Tom (Martin Sheen) and his son, Daniel (Emilio Estevez), have had their differences. Tom is a well-respected dentist with a traditional lifestyle while Daniel has always embraced a more free-spirited, nomadic life. The two have a healthy respect for each other but clearly that has not always been the case. But when Tom learns that Daniel has died while on an adventure in France, he begins to seriously question the way in which he related to his son. After retrieving Daniel’s ashes, he decides to hike the Camino de Santiago, a trek that takes experienced travelers weeks and sometimes months to traverse. Along the path, he comes in contact with a rag tag group of fellow travelers, each with their own reasons for making the journey and each looking for companionship and closure in one way or another.
Everything I liked about The Way boiled down to the performance of Martin Sheen.

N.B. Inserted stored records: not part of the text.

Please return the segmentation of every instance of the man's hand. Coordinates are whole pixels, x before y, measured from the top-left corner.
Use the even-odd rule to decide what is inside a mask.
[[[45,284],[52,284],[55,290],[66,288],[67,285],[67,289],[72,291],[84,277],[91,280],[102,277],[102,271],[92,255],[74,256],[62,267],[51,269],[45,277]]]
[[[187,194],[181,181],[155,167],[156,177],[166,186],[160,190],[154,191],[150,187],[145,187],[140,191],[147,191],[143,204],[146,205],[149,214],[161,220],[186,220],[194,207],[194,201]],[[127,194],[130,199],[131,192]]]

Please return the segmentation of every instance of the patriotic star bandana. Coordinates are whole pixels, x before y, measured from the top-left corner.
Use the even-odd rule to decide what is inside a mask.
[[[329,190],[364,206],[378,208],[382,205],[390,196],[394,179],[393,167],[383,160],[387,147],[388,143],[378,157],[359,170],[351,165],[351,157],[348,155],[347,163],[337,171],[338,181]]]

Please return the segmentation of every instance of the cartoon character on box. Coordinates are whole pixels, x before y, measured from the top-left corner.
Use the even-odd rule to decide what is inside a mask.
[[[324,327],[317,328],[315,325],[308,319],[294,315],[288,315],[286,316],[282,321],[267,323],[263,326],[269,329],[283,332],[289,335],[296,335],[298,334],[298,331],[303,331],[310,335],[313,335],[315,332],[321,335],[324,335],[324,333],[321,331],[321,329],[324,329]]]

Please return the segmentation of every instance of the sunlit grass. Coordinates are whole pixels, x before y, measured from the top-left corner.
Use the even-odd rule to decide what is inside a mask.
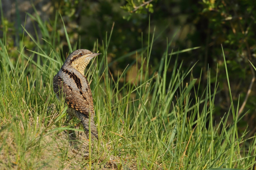
[[[127,66],[117,77],[113,77],[108,68],[112,64],[107,60],[113,28],[106,33],[100,51],[102,54],[85,71],[92,93],[99,142],[90,151],[85,140],[70,145],[65,132],[83,130],[81,126],[75,128],[77,119],[65,123],[67,106],[57,100],[52,89],[53,76],[64,62],[61,50],[56,49],[60,39],[56,22],[50,32],[36,13],[29,17],[40,26],[43,38],[38,39],[37,35],[34,37],[25,29],[27,35],[23,35],[30,38],[36,49],[27,49],[21,41],[19,55],[11,56],[8,42],[4,42],[6,31],[0,39],[0,167],[73,169],[112,165],[113,168],[124,169],[253,169],[256,140],[255,136],[245,138],[247,131],[238,135],[236,123],[243,117],[238,118],[238,108],[232,102],[231,113],[221,113],[221,121],[213,122],[218,75],[208,69],[207,85],[200,86],[201,78],[193,77],[191,71],[196,64],[182,70],[182,63],[177,59],[179,53],[168,54],[171,41],[168,40],[159,64],[150,73],[155,31],[152,36],[149,34],[147,47],[129,53],[136,55],[134,67]],[[76,49],[68,44],[70,50]],[[98,44],[96,42],[94,49],[88,49],[98,51]],[[171,65],[173,69],[170,73]],[[126,81],[132,69],[136,76]],[[213,84],[211,77],[215,77]],[[205,89],[200,95],[199,88]],[[227,123],[229,116],[233,123]],[[84,156],[87,152],[88,157]]]

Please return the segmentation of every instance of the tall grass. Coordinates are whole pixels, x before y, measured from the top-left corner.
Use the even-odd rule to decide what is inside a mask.
[[[34,38],[25,27],[23,36],[29,37],[36,45],[35,49],[27,49],[22,38],[18,55],[10,56],[5,30],[0,39],[0,166],[3,169],[108,166],[138,169],[254,169],[255,136],[246,138],[247,131],[238,135],[236,124],[243,117],[237,117],[238,108],[234,108],[230,87],[231,111],[221,113],[220,122],[213,122],[218,75],[212,75],[209,69],[207,86],[201,87],[201,77],[195,78],[192,74],[196,64],[183,70],[182,63],[178,63],[179,53],[194,48],[169,54],[171,41],[167,40],[160,63],[150,73],[155,30],[152,36],[149,34],[146,47],[129,54],[136,55],[136,59],[117,78],[109,71],[111,63],[107,60],[113,27],[110,33],[106,33],[100,51],[102,54],[91,62],[85,72],[93,98],[99,142],[91,149],[85,146],[88,142],[85,140],[70,145],[65,132],[83,130],[81,126],[75,128],[79,122],[77,119],[65,123],[67,106],[58,100],[52,90],[53,76],[64,62],[61,49],[56,45],[60,43],[56,21],[60,17],[56,15],[50,32],[37,13],[29,15],[38,24],[42,38],[37,34]],[[70,44],[65,30],[71,52],[76,47]],[[95,44],[94,49],[89,49],[98,51],[98,41]],[[177,55],[174,57],[173,53]],[[132,69],[135,78],[125,81]],[[213,76],[216,78],[213,83]],[[202,88],[205,90],[200,95]],[[233,118],[232,123],[228,123],[229,116]],[[89,157],[85,155],[88,152]]]

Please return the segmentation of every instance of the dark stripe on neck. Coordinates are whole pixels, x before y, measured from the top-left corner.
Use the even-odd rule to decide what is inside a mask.
[[[68,74],[70,78],[73,78],[75,81],[75,82],[76,84],[76,86],[77,86],[78,89],[82,90],[82,85],[81,84],[81,81],[80,80],[80,79],[78,78],[77,76],[74,73],[72,73],[68,70],[65,70],[63,68],[61,68],[61,70],[65,73]]]
[[[80,57],[80,56],[79,55],[77,55],[77,56],[75,56],[74,57],[73,57],[73,58],[72,58],[72,59],[71,60],[70,60],[70,63],[72,63],[72,62],[74,61],[75,60],[76,60],[76,59],[77,59],[77,58],[78,58],[79,57]]]

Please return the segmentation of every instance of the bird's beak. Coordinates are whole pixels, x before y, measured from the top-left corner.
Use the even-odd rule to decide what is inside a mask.
[[[88,57],[94,57],[95,56],[97,56],[100,54],[101,54],[101,53],[92,53],[92,54],[88,55]]]

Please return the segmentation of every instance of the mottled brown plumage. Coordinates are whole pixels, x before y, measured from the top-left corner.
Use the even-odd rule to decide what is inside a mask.
[[[92,92],[84,71],[91,60],[99,54],[87,49],[75,51],[67,58],[53,78],[53,91],[58,99],[65,98],[68,106],[69,120],[75,116],[81,120],[88,139],[89,113],[91,113],[92,140],[98,139],[98,132],[93,120],[94,111]]]

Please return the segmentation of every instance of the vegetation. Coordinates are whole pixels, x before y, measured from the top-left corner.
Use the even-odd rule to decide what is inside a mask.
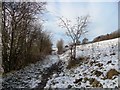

Sheen has certainly done better in his esteemed career but this is the type of showing that serves as a strong reminder of how good a given actor really is when he wants to be. This is a very complex, vulnerable character and Sheen is able to display a great range of emotion without ever allowing any of them to become overdone or to even take precedence over the other. Tom is in constant conflict with himself and Sheen brings that to the forefront beautifully. It’s a meaty, heavy role that offers Sheen a chance to shine, an opportunity of which he takes full advantage. I only wish that some of his contemporaries would give us a similar sign of their respective abilities. (Are you listening, De Niro and Pacino?)
Unfortunately for Sheen, virtually every other aspect of this movie is a mess. Estevez makes some brutally generic choices regarding the narrative of his film and the post-production decisions were even worse. Case in point, the soundtrack (something I always focus on for better or for worse) feels like a, “Recycled Collection of Hits from the Early 2000s”, like Estevez has kept a journal of his favorite songs from movies he’s seen over the last decade and wanted to cram them all into his film. Perhaps I’m being overly picky but this rubbed me the wrong way and cheapened the overall impact of The Way.
These troublesome choices behind the camera, though, could be overlooked if not for the painful missteps taking place on screen, courtesy of Sheen’s supporting actors and their excruciatingly cliché characters. Yorick van Wageningen (as a loud-mouthed, chubby Dane) and James Nesbitt (as a haunted travel writer) both have scenes that aren’t horrible but these are few and far between and they are always trumped by the cringe-inducing way in which Deborah Kara Unger (an embittered divorcee) sulks through every single scene. I haven’t seen enough of Unger to know whether this is typical of her acting abilities or if she was just following orders but regardless, this performance would have ruined a great movie, let alone a borderline acceptable one like this. All of these characters are as paper-thin as you can get and all of the actors seem to be in a competition to determine who can turn in the most unrealistic, forced delivery of a would-be sympathetic backstory.
I came away from The Way feeling almost angry for Sheen, who routinely has his legs cut out from under him by his surroundings. There are some appealing landscape shots here and there but again, the journey through the French countryside isn’t worth it if you have to travel with infuriating companions.